Background: Lung lobe segmentation is required to assess lobar function with nuclear imaging before surgical interventions. We evaluated the performance of open-source deep learning-based lung lobe segmentation tools, compared to a similar nnU-Net model trained on a smaller but more representative clinical dataset.

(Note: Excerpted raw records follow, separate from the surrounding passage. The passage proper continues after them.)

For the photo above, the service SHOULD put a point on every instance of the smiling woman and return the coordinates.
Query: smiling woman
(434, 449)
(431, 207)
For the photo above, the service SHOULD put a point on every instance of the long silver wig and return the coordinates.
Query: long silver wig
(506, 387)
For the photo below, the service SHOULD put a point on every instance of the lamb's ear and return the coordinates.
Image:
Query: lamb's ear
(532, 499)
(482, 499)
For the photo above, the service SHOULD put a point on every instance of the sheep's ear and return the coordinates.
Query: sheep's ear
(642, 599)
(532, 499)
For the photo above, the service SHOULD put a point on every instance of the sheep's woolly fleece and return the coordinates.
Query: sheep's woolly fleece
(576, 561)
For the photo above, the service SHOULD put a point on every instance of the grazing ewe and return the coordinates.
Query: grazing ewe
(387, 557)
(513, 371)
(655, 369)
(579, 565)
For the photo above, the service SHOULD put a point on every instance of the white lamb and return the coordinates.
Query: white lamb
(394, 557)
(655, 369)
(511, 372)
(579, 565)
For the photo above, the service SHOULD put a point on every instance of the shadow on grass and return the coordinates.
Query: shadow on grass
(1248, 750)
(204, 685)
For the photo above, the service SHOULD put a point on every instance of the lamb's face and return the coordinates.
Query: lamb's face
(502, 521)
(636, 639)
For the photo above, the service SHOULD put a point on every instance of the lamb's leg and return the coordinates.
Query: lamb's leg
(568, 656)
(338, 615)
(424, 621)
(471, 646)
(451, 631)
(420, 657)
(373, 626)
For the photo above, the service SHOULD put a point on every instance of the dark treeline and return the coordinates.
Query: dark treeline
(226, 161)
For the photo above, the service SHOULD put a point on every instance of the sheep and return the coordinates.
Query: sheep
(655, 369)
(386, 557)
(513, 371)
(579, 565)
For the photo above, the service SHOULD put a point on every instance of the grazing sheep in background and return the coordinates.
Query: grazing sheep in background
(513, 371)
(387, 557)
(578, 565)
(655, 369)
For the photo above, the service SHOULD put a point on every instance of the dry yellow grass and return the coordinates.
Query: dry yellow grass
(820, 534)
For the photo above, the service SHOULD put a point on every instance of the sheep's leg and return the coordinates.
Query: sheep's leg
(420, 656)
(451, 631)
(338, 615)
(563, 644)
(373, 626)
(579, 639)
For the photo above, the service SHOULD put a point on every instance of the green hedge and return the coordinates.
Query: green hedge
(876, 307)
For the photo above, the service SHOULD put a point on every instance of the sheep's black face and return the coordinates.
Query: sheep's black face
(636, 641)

Materials and methods: We collated and semi-automatically segmented an internal dataset of 164 computed tomography scans and classified them for task difficulty as easy, moderate, or hard. The performance of three open-source models-multi-organ objective segmentation (MOOSE), TotalSegmentator, and LungMask-was assessed using Dice similarity coefficient (DSC), robust Hausdorff distance (rHd95), and normalized surface distance (NSD). Additionally, we trained, validated, and tested an nnU-Net model using our local dataset and compared its performance with that of the other software on the test subset. All models were evaluated for generalizability using an external competition (LOLA11, n = 55).

Results: TotalSegmentator outperformed MOOSE in DSC and NSD across all difficulty levels (p < 0.001), but not in rHd95 (p = 1.000). MOOSE and TotalSegmentator surpassed LungMask across metrics and difficulty classes (p < 0.001). Our model exceeded all other models on the internal dataset (n = 33) in all metrics, across all difficulty classes (p < 0.001), and on the external dataset. Missing lobes were correctly identified only by our model and LungMask in 3 and 1 of 7 cases, respectively.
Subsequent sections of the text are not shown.